Deux bourses, deux avis : un seul martch !
Sur Polymarket, qui a ouvert un marché dédié à ce France-Espagne, l’Espagne part favorite avec une probabilité implicite de 57,5%, contre 42,5% pour la France à l’heure d’écrire cet article. Comme si les traders avaient encore un doute sur la cheville de Mbappé, et un œil plein d’admiration pour la fraîcheur de Lamine Yamal côté espagnol.
Mais selon les données agrégées par lines.com, les gros portefeuilles (les traders qui misent des sommes importantes, suivis de près car ils orientent souvent le marché) ont injecté environ 85 000 dollars sur les sept derniers jours, soit près d’un tiers du volume total du marché, et intégralement sur la Roja.
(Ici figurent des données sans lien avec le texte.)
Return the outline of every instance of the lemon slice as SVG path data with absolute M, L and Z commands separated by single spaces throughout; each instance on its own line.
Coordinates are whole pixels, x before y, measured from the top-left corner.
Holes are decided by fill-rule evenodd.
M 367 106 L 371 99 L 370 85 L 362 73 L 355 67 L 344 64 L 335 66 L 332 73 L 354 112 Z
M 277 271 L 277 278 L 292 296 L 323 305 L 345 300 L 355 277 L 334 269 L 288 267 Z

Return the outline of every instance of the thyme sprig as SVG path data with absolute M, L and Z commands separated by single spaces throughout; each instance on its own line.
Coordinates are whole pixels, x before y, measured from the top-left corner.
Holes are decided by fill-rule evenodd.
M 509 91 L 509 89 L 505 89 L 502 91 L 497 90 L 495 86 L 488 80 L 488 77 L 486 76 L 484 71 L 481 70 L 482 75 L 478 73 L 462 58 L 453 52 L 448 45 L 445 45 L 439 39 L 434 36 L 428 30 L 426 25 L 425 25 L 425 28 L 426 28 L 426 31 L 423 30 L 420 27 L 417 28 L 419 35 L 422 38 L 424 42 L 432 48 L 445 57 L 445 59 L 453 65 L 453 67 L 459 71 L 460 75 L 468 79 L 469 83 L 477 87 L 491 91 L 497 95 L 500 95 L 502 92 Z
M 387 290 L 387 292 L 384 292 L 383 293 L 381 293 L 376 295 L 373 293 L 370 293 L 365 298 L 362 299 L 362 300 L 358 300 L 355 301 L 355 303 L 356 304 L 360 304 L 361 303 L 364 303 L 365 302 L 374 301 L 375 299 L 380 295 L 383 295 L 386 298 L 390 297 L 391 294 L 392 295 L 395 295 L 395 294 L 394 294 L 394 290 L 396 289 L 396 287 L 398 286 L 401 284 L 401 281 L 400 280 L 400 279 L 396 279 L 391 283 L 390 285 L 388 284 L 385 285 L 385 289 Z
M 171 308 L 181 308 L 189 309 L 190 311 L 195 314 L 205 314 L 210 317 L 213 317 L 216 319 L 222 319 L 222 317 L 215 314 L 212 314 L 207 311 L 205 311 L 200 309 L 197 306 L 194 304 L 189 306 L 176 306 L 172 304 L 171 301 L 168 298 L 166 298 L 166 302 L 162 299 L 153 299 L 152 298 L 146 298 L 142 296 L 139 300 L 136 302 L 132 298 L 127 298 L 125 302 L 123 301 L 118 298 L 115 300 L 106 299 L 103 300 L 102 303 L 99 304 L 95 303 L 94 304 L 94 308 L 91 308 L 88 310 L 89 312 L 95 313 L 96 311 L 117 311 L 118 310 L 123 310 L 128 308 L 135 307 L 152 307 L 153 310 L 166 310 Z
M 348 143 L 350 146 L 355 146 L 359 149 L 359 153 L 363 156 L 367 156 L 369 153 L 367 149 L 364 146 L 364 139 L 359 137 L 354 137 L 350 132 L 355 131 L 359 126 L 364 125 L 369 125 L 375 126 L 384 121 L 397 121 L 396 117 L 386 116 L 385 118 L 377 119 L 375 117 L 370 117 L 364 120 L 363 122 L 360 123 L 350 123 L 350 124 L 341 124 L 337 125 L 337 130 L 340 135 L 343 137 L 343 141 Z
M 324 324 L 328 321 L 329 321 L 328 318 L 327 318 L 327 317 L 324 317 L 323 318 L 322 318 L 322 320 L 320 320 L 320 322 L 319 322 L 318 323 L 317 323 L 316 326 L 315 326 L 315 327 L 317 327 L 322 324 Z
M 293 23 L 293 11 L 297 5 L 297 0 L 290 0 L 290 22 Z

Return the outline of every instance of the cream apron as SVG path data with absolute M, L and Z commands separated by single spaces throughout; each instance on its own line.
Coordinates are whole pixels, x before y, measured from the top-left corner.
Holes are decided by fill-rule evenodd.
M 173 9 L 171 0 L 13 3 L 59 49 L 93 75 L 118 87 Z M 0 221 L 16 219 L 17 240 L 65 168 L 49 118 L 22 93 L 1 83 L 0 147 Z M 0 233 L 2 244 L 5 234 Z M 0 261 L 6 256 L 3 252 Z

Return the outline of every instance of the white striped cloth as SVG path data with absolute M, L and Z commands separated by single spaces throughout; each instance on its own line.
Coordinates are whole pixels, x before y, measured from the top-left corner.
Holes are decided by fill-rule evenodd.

À cette échelle-là, c’est presque un raz-de-marée.
Kalshi, de son côté, joue une tout autre partition. Sur son marché du vainqueur final du tournoi, la France reste en tête avec 40% de probabilité contre 20% pour l’Espagne. Deux plateformes, deux mécaniques de calcul, un même match. Et pourtant, deux verdicts presque à l’opposé l’un de l’autre, pour des outils censés justement refléter un consensus rationnel.
Bon, il y a une nuance. Le marché Polymarket porte sur l’issue précise de ce soir, un peu comme un pari sur le vainqueur du coup d’envoi. Celui de Kalshi vise plus large : le trophée final, avec un tableau qui reste jugé plus clément pour les Bleus. Les deux paris peuvent donc, en théorie, avoir chacun raison à leur façon. Un peu comme deux commentateurs qui ne regardent pas le même écran.
Un secteur qui a déjà encaissé 44,8 milliards sur un seul mois
Ce désaccord ponctuel ne doit pas cacher l’essentiel : l’ampleur prise par ces marchés depuis le coup d’envoi du tournoi, le 11 juin dernier. Sur le seul mois de juin, Kalshi, Polymarket et Polymarket US ont cumulé 44,8 milliards de dollars de volume, en hausse de 75% sur un mois. Kalshi, partenaire officiel de l’évènement, y est pour beaucoup : 31,5 milliards de dollars échangés, soit +87,4%. Sur le marché dédié au vainqueur du tournoi, Kalshi a déjà attiré 832 millions de dollars de mises, dont 35% misés sur la France. Un chiffre qui, au plaisir du Journal du Coin, confirme les Bleus comme grand favori des parieurs avant même ce soir.
Le phénomène dépasse largement le foot. Nous rapportions d’ailleurs que Polymarket et Kalshi ont dépassé pour la première fois, en avril 2026, les 150 milliards de dollars de volume total cumulé depuis leur création. De quoi attirer les capitaux institutionnels : Kalshi a levé 1 milliard de dollars en mars, portant sa valorisation à 22 milliards, tandis que Polymarket, soutenu par l’Intercontinental Exchange, discute d’une levée à 15 milliards.
Sauf qu’en France, l’Autorité Nationale des Jeux (ANJ) leur a déjà sorti le carton rouge. Alors que les Bleus font l’actualité de ces plateformes ce soir, les Français, eux, n’ont pas le droit d’y parier : l’ANJ considère ces marchés comme des jeux d’argent illégaux et a fait géobloquer les principaux acteurs sur le territoire. On peut donc suivre les cotes en direct depuis Paris. Y jouer, en revanche, reste hors-jeu.
Qui aura raison, Polymarket ou Kalshi ? Réponse au coup de sifflet final, quelque part vers 23h. Ou plus tard, si Mbappé et les siens nous refont le coup des prolongations. Au-delà du score, ça dit surtout une chose : un marché prédictif reste un marché, avec ses biais, ses gros portefeuilles influents et ses lectures qui divergent selon d’où on regarde le terrain.